O goleiro Hugo Souza, do Corinthians, relatou ter sido alvo de ofensas racistas por parte da torcida do Rosario Central. O incidente foi destacado durante o segundo tempo do jogo, quando o árbitro Andrès Matonte ativou o protocolo antirracismo após o goleiro denunciar insultos como "macaco", "mono" e "negro de merda". Em resposta, o árbitro solicitou ao locutor do estádio que pedisse aos torcedores que cessassem os cânticos ofensivos.
Na nota OFICIAL, o Rosario Central afirmou que torcedores corintianos trouxeram cédulas de pesos argentinos e camisas da seleção da Espanha, que venceu a Argentina na final da Copa do Mundo de 2026. Esses atos foram considerados pela equipe como ofensivos e discriminatórios. O clube afirmou que enviará evidências das alegações à Conmebol, solicitando que a entidade tome as devidas providências.

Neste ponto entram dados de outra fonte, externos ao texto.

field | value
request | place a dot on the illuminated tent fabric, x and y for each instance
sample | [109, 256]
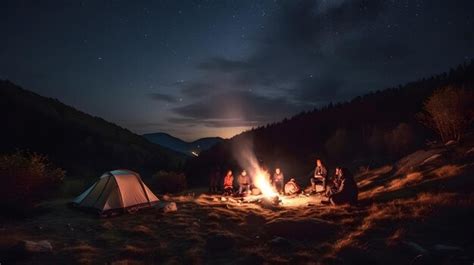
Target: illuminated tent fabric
[117, 190]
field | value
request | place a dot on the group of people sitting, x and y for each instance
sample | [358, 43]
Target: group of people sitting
[340, 189]
[245, 183]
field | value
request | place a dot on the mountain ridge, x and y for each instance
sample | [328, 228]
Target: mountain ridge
[177, 144]
[69, 136]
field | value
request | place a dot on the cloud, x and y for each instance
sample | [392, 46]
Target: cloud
[163, 97]
[221, 64]
[235, 108]
[313, 53]
[197, 88]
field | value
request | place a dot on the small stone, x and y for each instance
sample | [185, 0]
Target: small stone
[170, 207]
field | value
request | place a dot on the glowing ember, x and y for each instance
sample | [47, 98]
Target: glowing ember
[263, 183]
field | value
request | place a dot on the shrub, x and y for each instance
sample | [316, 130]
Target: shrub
[399, 140]
[168, 181]
[27, 178]
[449, 112]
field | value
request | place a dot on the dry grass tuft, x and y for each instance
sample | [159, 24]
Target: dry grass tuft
[408, 180]
[448, 171]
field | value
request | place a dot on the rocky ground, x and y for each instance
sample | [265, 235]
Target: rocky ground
[417, 211]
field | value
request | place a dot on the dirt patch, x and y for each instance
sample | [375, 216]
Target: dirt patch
[314, 230]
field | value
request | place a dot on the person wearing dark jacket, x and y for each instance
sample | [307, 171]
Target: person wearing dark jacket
[228, 183]
[244, 182]
[347, 192]
[214, 180]
[278, 181]
[291, 187]
[334, 183]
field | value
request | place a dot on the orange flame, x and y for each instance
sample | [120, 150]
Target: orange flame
[262, 182]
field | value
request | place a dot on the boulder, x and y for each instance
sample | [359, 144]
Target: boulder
[280, 242]
[256, 191]
[170, 207]
[43, 246]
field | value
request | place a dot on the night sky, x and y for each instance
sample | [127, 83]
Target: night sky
[216, 68]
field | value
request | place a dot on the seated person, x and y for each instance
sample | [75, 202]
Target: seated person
[291, 187]
[229, 183]
[244, 182]
[278, 181]
[319, 177]
[334, 183]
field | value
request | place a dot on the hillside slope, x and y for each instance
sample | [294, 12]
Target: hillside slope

“O que aconteceu durante a partida e após seu término foram ações que, em nossa visão, configuram atos racistas e provocativos em relação aos nossos jogadores e à nossa torcida”, declarou o Rosario Central no COMUNICADO.
O Corinthians, mesmo atuando com um jogador a menos após a expulsão de Allan, conseguiu segurar o empate em 0 a 0. As equipes se encontrarão novamente na próxima quinta-feira, dia 20 de agosto, na Neo Química Arena, às 21h30.